「コーダ あいのうた」感想
コーダ あいのうた、観た。ルビーが漁船で仕事を手伝いながら気持ちよさそうに歌うオープニングから泣いてしまった。いつだって冒険の始まりは尊いものだ。仕事も勉強もがんばって一杯一杯のルビーを見て胸が苦しくなる。でも、みんな彼女のことが大好きだし、前に進んでほしいと願ってるんだ。傑作!
この世界は健聴者を前提に作られている。ロッシ家にとってまわりの人と同じように暮らすことは簡単ではない。ルビーに対する同級生の目線も冷たい。家族をバカにされることに彼女は辟易している。しかし、ろうあ者は決して救われたり、憐れまれたりする存在ではない。そこは徹底して描かれていた。
異なる世界を見ている者どうしが、どう向き合っていくか。それはたとえ家族でも必要なこと。血が繋がってるからとか、ずっと一緒にいるからと言って理解できるわけではない。「私が盲者だったら絵を描いたか」と母に当てこすりを言われて「どうして自分中心なんだ」と怒るルビー。彼女の17年がわかる。
一方、ろうあ者だから劣ってるなんてことはなく、やり方はいくらでもある(だからサポート不要というわけではない)。ルビーの友だちが彼女の兄に惚れる。酒場でケンカした後の彼に近づく友だちは筆談を持ちかける。前の場面で漁師仲間が気にせずペチャクチャ喋るのと対照的だ。入り口はいくつもある。
主演のエメリア・ジョーンズが抜群に良い。これからスターになるべき人。まわりの環境のせいで人より早く大人にならなくちゃいけなかったのがわかるのに、擦れてない、ピュアな人だとわかる。「シング・ストリート」以来のフェルディア・ウォルシュ=ピーロも、絶妙にナヨっとして浮いてる感じがいい。

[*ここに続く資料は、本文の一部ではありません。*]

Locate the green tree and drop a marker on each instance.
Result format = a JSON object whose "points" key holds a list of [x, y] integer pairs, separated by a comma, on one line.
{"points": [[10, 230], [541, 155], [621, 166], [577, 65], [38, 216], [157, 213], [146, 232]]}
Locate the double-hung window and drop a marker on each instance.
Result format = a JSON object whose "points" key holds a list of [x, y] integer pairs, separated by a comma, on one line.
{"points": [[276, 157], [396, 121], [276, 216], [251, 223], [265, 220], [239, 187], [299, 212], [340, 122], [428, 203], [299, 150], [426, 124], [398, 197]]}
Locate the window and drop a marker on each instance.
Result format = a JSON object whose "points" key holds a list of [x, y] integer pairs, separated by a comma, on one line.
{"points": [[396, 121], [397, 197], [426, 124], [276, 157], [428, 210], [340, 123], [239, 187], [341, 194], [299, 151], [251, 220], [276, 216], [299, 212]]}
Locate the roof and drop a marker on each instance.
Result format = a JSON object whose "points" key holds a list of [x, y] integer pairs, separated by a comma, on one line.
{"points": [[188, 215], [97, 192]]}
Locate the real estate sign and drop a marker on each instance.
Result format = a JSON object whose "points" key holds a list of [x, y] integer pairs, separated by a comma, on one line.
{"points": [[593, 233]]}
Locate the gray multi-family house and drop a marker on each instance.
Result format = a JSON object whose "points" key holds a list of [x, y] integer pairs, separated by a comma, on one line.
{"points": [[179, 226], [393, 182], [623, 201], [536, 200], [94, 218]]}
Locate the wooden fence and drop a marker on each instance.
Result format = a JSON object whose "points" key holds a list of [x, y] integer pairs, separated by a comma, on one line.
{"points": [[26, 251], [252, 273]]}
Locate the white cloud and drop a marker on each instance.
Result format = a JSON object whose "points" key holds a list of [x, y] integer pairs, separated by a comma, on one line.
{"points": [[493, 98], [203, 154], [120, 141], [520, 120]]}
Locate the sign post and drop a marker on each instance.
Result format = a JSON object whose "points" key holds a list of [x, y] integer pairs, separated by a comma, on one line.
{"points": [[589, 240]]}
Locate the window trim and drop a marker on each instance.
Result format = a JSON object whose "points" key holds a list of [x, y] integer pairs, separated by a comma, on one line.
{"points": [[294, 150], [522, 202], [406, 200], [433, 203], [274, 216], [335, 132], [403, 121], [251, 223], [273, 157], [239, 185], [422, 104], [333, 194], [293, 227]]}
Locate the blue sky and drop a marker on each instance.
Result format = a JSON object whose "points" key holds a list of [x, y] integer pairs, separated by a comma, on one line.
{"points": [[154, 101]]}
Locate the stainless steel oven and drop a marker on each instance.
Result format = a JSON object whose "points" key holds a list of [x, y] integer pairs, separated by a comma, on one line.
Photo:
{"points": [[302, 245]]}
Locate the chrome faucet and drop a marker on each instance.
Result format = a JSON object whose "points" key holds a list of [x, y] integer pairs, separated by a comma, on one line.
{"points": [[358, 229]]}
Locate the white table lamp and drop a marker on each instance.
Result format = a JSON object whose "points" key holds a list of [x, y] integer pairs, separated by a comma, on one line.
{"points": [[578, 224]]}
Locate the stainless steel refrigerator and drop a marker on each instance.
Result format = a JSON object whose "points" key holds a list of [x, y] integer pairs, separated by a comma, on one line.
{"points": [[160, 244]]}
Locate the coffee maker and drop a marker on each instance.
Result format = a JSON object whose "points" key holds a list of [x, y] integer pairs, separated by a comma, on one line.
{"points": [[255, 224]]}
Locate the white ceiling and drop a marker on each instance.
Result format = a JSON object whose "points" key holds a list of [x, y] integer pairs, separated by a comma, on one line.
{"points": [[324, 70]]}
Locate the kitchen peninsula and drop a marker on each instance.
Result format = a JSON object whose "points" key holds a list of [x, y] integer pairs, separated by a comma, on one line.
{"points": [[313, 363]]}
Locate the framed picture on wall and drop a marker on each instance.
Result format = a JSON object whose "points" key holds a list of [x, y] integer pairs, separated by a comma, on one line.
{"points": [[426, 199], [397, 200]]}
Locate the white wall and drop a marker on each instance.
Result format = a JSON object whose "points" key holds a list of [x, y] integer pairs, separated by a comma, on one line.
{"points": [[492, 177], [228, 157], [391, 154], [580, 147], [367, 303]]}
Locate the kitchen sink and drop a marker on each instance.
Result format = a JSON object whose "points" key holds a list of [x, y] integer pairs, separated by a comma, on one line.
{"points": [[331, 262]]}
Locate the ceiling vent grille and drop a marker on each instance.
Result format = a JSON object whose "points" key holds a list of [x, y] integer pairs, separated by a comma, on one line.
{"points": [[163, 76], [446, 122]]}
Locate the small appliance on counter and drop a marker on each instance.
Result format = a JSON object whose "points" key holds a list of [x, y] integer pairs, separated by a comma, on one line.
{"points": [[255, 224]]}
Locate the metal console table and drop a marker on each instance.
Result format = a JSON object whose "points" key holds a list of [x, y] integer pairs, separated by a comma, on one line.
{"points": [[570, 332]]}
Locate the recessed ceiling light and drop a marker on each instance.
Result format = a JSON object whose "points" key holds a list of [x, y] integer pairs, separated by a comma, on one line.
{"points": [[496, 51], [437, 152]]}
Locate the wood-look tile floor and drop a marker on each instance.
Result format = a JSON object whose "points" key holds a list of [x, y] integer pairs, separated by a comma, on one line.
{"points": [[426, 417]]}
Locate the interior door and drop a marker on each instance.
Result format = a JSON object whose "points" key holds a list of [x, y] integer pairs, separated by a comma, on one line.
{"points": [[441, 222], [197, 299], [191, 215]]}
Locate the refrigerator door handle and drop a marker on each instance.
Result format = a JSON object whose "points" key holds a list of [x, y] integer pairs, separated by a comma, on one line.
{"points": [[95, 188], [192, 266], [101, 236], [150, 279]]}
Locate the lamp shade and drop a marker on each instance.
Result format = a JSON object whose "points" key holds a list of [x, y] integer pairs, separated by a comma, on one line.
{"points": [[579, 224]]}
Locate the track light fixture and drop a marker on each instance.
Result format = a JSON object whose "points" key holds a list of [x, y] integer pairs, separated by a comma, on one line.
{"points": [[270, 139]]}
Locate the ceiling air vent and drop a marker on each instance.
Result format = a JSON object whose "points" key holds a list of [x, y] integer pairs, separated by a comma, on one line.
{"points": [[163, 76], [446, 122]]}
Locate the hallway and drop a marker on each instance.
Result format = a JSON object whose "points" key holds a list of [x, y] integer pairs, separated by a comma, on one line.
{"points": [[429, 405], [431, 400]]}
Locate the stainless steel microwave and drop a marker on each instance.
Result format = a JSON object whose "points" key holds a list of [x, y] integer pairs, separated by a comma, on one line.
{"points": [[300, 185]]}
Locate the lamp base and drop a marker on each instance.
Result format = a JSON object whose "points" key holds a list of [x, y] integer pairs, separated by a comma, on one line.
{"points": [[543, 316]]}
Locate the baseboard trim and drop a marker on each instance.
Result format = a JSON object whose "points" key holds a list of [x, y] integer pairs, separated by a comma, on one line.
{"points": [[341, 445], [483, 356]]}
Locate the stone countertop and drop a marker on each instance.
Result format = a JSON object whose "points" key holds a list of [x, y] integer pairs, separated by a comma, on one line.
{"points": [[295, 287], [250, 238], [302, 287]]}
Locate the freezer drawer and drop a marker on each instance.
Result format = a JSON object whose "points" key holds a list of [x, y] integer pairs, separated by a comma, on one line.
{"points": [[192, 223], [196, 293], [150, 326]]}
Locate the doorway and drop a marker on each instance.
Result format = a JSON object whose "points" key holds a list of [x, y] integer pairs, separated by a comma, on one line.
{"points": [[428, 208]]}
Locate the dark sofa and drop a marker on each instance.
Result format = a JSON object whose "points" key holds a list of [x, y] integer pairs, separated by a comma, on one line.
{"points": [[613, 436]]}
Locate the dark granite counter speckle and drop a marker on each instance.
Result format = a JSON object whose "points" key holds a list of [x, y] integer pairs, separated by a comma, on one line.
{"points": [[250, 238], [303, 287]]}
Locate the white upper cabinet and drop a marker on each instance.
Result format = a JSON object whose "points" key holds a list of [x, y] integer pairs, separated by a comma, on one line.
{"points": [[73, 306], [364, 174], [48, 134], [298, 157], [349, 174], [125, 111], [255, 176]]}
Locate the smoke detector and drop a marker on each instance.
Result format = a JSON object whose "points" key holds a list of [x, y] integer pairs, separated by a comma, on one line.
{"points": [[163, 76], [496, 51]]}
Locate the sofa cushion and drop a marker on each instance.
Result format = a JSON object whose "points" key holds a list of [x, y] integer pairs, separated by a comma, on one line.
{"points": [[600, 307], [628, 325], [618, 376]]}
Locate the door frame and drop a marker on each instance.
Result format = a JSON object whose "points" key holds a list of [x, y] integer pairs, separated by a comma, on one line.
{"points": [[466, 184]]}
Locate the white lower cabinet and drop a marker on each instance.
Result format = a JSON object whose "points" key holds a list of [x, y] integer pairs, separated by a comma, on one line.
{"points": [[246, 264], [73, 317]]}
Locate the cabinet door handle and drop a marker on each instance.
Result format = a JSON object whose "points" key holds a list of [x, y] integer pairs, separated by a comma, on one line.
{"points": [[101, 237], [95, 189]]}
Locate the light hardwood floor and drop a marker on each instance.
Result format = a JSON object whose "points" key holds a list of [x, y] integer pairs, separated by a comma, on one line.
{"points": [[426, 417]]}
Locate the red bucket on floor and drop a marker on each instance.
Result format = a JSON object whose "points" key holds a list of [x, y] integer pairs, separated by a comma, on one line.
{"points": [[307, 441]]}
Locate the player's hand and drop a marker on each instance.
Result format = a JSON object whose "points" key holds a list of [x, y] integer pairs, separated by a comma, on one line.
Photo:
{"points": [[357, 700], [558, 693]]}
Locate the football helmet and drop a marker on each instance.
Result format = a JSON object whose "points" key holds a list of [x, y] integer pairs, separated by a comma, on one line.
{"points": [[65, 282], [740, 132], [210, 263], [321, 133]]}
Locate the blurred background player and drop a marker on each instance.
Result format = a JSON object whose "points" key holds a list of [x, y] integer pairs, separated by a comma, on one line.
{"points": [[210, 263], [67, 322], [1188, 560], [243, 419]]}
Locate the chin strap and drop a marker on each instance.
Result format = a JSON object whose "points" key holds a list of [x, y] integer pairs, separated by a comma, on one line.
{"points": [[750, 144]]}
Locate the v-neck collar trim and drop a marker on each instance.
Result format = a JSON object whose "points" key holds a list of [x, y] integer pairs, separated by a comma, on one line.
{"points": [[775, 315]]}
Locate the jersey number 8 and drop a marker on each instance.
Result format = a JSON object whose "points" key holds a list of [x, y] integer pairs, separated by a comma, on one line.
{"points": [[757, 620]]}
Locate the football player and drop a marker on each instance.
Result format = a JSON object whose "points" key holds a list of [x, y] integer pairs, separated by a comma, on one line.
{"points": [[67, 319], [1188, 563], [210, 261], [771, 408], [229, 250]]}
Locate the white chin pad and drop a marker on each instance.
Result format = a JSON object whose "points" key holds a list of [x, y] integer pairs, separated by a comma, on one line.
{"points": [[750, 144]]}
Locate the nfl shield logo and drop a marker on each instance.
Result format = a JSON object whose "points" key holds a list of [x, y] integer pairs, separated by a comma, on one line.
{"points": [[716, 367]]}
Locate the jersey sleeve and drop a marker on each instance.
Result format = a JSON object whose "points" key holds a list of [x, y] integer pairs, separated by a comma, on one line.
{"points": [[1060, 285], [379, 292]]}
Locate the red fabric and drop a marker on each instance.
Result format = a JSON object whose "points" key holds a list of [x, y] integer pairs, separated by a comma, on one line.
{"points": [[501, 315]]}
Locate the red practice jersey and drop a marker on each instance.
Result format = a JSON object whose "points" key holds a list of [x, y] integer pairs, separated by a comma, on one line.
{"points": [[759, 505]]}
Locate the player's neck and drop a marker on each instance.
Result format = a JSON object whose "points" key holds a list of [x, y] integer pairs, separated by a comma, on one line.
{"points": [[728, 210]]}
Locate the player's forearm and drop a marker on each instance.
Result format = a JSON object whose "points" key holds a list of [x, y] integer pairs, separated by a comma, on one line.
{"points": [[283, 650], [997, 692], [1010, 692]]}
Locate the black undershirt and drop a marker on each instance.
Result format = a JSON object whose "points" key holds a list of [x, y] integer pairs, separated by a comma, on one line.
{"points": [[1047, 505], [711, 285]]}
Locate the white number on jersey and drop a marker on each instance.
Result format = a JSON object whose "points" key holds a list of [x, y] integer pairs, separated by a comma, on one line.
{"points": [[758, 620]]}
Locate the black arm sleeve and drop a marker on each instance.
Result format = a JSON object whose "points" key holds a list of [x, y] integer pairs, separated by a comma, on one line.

ロッシ家は全員ろうあ者がろうあ者の役を演じている。みんないい顔していると思った。そして、なにより手話の奥深さ。「ながら見」のできない、静寂に包まれた(映画としての)緊張感であったり、ひとつ一つの所作にこもる感情の豊かさであったり。その情報量の多さに驚く。最後のサインもいいね。